Certo, l’Italia non si propone alla Germania come alternativa alla Francia. Ma quanto accade in Francia oggi influirà, e molto, sui rapporti europei prossimi venturi; e Monti crede che “l’Italia si sia piazzata in una buona posizione per aiutare Francia e Germania a trovare un nuovo equilibrio”, specie se Sarkozy perde e Hollande vince (ma non solo). La Merkel non ha nascosto in campagna elettorale la sua preferenza per Sarkozy, un po’ per solidarietà politica –entrambi stanno nel Partito popolare europeo-, un po’ per consolidata amicizia –o, almeno, frequentazione- e un po’ perché Hollande la irrita e la spaventa, andando in giro a promettere che, se sarà eletto, chiederà di rinegoziare il Patto di Bilancio, nonostante la cancelliera lo consideri ‘blindato’.

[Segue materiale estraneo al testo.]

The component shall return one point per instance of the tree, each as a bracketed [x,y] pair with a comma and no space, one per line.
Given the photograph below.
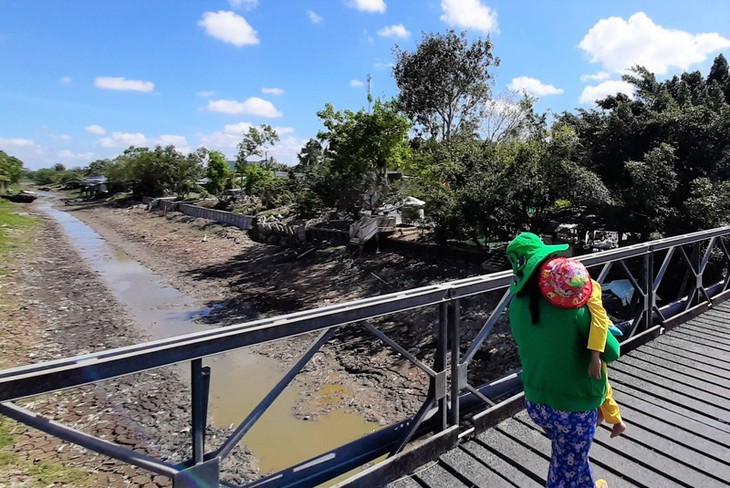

Ma il tandem, o l’asse, o il direttorio Parigi-Berlino non sparirà. Pur lontano dall’idea d’un’Unione piena, ma subordinando piuttosto l’integrazione a una visione intergovernativa, Sarkozy ha fatto asse con la Merkel per affrontare la questione del salvataggio di Atene e, soprattutto, per salvare l’euro. Il presidente e la cancelliera, da ultimo con l’aiuto del Professore, hanno trascinato 25 dei 27 – tutti tranne Londra e Praga – alla firma del trattato che serra i bulloni del rigore di bilancio, senza dare respiro alla crescita. Una vittoria di Hollande può spingere l’Unione verso politiche di crescita, ma senza rompere con la Merkel. Stretti collaboratori del candidato socialista non hanno dubbi: se sarà presidente, Hollande andrà in Germania per la sua prima missione estera. L’intesa franco-tedesca è stata forte anche quando è stata asimmetrica: anzi, il socialista Mitterrand ed il popolare Kohl andarono, mano nella mano, alla riunificazione tedesca, al passaggio dalla Comunità all’Unione e alla decisione di creare l’euro.